Following sustained political pressure, in March 2017 it was announced by the Department for Education (DFE) that from September 2019 Relationship Education (RE) in primary schools and Relationship and Sex Education (RSE) in secondary schools will be made mandatory in England by the UK government.

A consultation was held by the DfE from 19 December 2017 to 12 February 2018 to inform the updated guidelines that will be released prior to the new mandatory subject being added to the curriculum in England in 2019.

===Wales===
In Wales, RSE is governed by the Relationships and Sexuality Education (RSE) Code. RSE must include relationships and identity; sexual health and well-being; empowerment, safety and respect and must develop awareness on views and values and a diversity of relationships, gender and sexuality, including LGBTQ+ lives.

===Northern Ireland===
In Northern Ireland, RSE is governed by the Relationships and Sexuality Education Progression Framework.
It shows how the different
themes cover the following priority areas of RSE:
- Consent;
- Developments in Contraception;
- Domestic and Sexual Violence and Abuse;
- Healthy, Positive Sexual Expression and Relationships;
- Internet Safety;
- LGBTQ+ Matters;
- Social Media and Its Effects on Relationships and Self-Esteem;
- Teen Parenting; and
- Menstrual Wellbeing.

===Scotland===
In Scotland, RSE is known as RSHP ("Relationships, Sexual Health and Parenthood") and is governed by guidance published by the Scottish government and is designed to teach pupils about making informed decisions about relationships, sexual health and parenthood with regard to their wellbeing.
===Crown Dependencies===
====Guernsey====
In Guernsey, RSE is known as SHARE ("Sexual Health and Relationship Education") and is governed by guidance published by the States of Guernsey and covers STIs, puberty, consent, pregnancy and the difference between healthy and unhealthy relationships.
====Jersey====
In Jersey, RSE is known as SRE and is governed by guidance published by the States of Jersey and covers physical, emotional, psychological, sexual and moral development.
====Isle of Man====
On the Isle of Man, RSE is governed by guidance published by the Isle of Man Government and covers relationships with family, friends, employers, colleagues, intimate relationships and connection with their wider communities.

==Australia==
===Victorian===
The Victorian Government (Australia) developed a policy for the promotion of Health and Human Relations Education in schools in 1980 that was introduced into the State's primary and secondary schools during 1981. The initiative was developed and implemented by the Honorable Norman Lacy MP, Minister for Educational Services from 1979–1982.

A Consultative Council for Health and Human Relations Education was established in December 1980 under the chairmanship of Dame Margaret Blackwood; its members possessed considerable expertise in the area.

The Council had three major functions:
1. to advise and to be consulted on all aspects of Health and Human Relations' Education in schools;
2. to develop, for consideration of the Government, appropriate curriculum for schools;
3. to advise and recommend the standards for in-service courses for teachers and relevant members of the school community.

Support services for the Consultative Council were provided by a new Health and Human Relations Unit within the Special Services Division of the Education Department of Victoria and was responsible for the implementation of the Government's policy and guidelines in this area.

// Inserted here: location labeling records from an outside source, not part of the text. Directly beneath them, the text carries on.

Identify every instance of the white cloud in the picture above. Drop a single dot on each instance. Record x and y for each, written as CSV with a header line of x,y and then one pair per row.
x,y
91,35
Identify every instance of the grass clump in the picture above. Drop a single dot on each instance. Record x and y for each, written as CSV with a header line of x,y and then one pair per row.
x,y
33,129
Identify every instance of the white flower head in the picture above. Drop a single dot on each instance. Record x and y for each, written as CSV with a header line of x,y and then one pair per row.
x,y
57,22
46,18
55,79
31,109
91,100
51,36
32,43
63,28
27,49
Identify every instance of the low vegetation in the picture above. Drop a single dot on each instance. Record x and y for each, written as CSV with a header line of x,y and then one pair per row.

The Unit advised principals, school councils, teachers, parents, tertiary institutions and others in all aspects of Health and Human Relations Education.

In 1981, the Consultative Council recommended the adoption of a set of guidelines for the provision of Health and Human Relations Education in schools as well as a Curriculum Statement to assist schools in the development of their programs. These were presented to the Victorian Cabinet in December 1981 and adopted as Government policy.